To find the answers to these questions, we can use the first law of thermodynamics, which states that the change in internal energy of a system is equal to the heat added to the system minus the work done by the system.
(a) The thermal energy added to the engine in each cycle can be found by using the first law of thermodynamics.
ΔU = Q - W
Where:
ΔU = change in internal energy
Q = heat added to the engine
W = work done by the engine
In this case, ΔU = 0 since the engine returns to its initial state after each cycle.
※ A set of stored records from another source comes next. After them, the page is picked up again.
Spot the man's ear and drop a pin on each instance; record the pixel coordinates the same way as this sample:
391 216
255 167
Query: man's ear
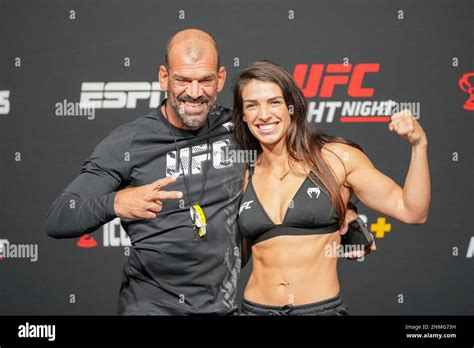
163 77
221 76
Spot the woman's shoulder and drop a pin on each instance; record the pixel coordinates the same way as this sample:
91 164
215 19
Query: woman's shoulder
347 155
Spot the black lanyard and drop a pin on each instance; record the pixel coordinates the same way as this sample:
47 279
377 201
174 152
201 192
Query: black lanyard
204 172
Therefore, we can write:
0 = Q - W
Solving for Q:
Q = W
Given that the engine performs 1800 J of mechanical work in each cycle, the thermal energy added to the engine in each cycle is also 1800 J.
(b) The thermal efficiency of the engine can be calculated using the following formula:
Thermal efficiency = (useful work output) / (heat input)
In this case, the useful work output is 1800 J (the mechanical work done by the engine), and the heat input is 2400 J (the thermal energy added to the engine).
Thermal efficiency = (1800 J) / (2400 J) = 0.75
Therefore, the thermal efficiency of the engine is 0.75 or 75%.
To find the answers to these questions, we will use the first and second laws of thermodynamics.
(a) The first law of thermodynamics states that the total energy input to a system is equal to the energy output plus the internal energy change of the system. In this case, the energy input to the engine is the thermal energy added, the energy output is the energy expelled, and the internal energy change is the mechanical work performed.
Therefore, we can calculate the thermal energy added by using the equation:
Energy input = Energy output + Internal energy change
Let's substitute the given values:
Energy input = 2400 J + 1800 J
Energy input = 4200 J
So, in each cycle, the thermal energy added to the engine is 4200 J.
(b) The thermal efficiency of an engine is defined as the ratio of the mechanical work output to the thermal energy input. Mathematically, it can be represented as:
Thermal Efficiency = (Mechanical Work Output / Thermal Energy Input) * 100
Let's calculate the thermal efficiency using the given values:
Thermal Efficiency = (1800 J / 4200 J) * 100
Thermal Efficiency = 42.86 %
Therefore, the thermal efficiency of the engine is approximately 42.86%.